The files are located here: http://sourceforge.net/projects/lxdm/files/lxdm 0.3.0/

The file in question is lxcom.c.


----------



## cpm@ (Dec 2, 2012)

j0hnny said:
			
		

> Ok we now know what the problem is. The Linuxism in LXDM that is stopping it from compiling is:
> 
> ifdef ret=setsockopt(self_server_fd,SOL_SOCKET,SO_PASSCRED,&on,sizeof(on));
> 
> SO_PASSCRED is the Linuxism. I can't figure out how to solve it so I suppose if anyone else has the time maybe dabble in it and try to sort it.



Someone, trying to install lxdm-0.4.1 have raised the issue.


----------



## j0hnny (Dec 2, 2012)

Ok a patch was made: https://docs.google.com/open?id=0B0bCrZVQ_98OaV9lckNCcWg5LTA

try it and see if it works. I don't have FreeBSD right now so I can't test it out.


----------



## jwele (Dec 3, 2012)

Whole lot of genius in this thread. Thanks for the help with LXDM, much appreciated. Will set up Virtual Machine tonight to test it out.


----------



## sremick (Dec 19, 2012)

cpu82 said:
			
		

> Someone, trying to install lxdm-0.4.1 have raised the issue.

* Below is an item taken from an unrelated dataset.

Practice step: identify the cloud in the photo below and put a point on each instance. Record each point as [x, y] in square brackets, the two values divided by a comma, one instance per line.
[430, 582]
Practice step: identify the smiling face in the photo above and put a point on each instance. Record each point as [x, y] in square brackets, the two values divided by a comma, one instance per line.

That really reads confusingly as it contradicts itself, due to bad grammar. Unless I'm incorrect, I see two instances where "can" should really be "can't". I worry the bad and confusing writing will cause it to be passed over.


----------



## cpm@ (Dec 20, 2012)

sremick said:
			
		

> That really reads confusingly as it contradicts itself, due to bad grammar. Unless I'm incorrect, I see two instances where "can" should really be "can't". I worry the bad and confusing writing will cause it to be passed over.



About porting status will be better wait a new report. Linuxism is the worst obstacle to build and if can't be build is nonportable.

A better case against linuxism is that portability encourages modularity, which is good for reasons far beyond portability. Having to do some things in a different module because they can't be done the same way on all systems encourages you to separate concerns, which leads to code that's easier to reason about and, therefore, less likely to be buggy.


----------



## j0hnny (Dec 20, 2012)

I mean I'm sure it COULD be ported but if it can't, someone could at least devise a special version or alternative for BSD. Still I can't see where there may be a problem. If Gnome 3 is on its way to being ported to BSD (or may already be for all I know) then LXDM shouldn't be too much of a problem.


----------